During the regular season, under Casteel, the Wolf Pack ranked 72nd in total defense nationally, but surrendered more than 400 total yards to five of their eight Mountain West conference opponents.

Nevada has also not seen a rushing attack like the one Ohio will trot out onto the field Friday.

“I mean, it’s really just schemes. Once you learn them and everybody buys into it, it’s just practice. As far as Ohio, they’re talented,” Nevada linebacker Lucas Weber said. “They run their 11 and 12 personnel, and they have some good plays off of it, plays we’ve seen in the past.”

“As far as the new staff, everybody is bought in.
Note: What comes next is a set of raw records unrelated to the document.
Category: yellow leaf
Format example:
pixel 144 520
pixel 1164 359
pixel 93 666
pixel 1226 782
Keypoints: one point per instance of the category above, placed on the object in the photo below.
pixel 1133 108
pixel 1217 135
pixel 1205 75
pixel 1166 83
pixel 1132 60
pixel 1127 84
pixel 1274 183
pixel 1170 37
They’re very similar to the last staff schematically and everything,” he added.

The Wolf Pack defense is certainly one that the Bobcats should be able to navigate. Offenses that ranked around where Ohio ended up nationally have had success against Nevada all season.

During the pregame press conferences, both head coaches seemed confident that their teams would come out ready to play on Friday afternoon. 
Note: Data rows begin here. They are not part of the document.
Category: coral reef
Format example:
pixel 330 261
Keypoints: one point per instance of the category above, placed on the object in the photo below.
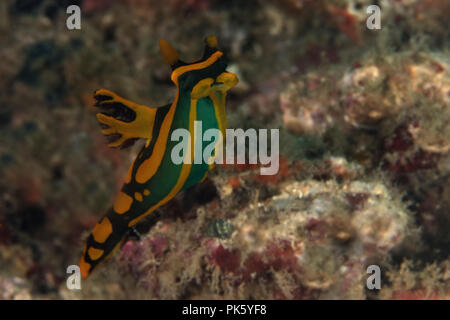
pixel 364 119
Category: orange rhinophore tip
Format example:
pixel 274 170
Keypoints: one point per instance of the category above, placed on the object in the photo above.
pixel 84 268
pixel 211 41
pixel 169 54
“It’s about just finishing strong, closing out. It’s been a terrific season, despite the record and the losses that we had, we had a lot of tough losses, a lot of close losses, but we’re the type of ballclub that always looks forward and leaves the past in the past,” Ohio safety Javon Hagan said. “So I’m looking forward to finishing off strong with my brothers for sure, man.”

“We’re going to have to play our best, and it’s just like a lot of the games down the stretch the last month of the season,” Nevada head coach Jay Norvell said. “We’ve got to outplay them. It’s really that simple.”

Even the venue, Albertsons Stadium, the home stadium of Boise State, means a lot to both teams. 

Nevada is 2-18 in the stadium and haven’t won there since 1998, but none of those games were a bowl game.

On the other side, the Bobcats won their first ever bowl game on their last trip to Boise. This time around, they can set a new milestone: winning a bowl game in three consecutive seasons.

Both teams get a chance at ending the season with a win on Friday at 3:30 p.m.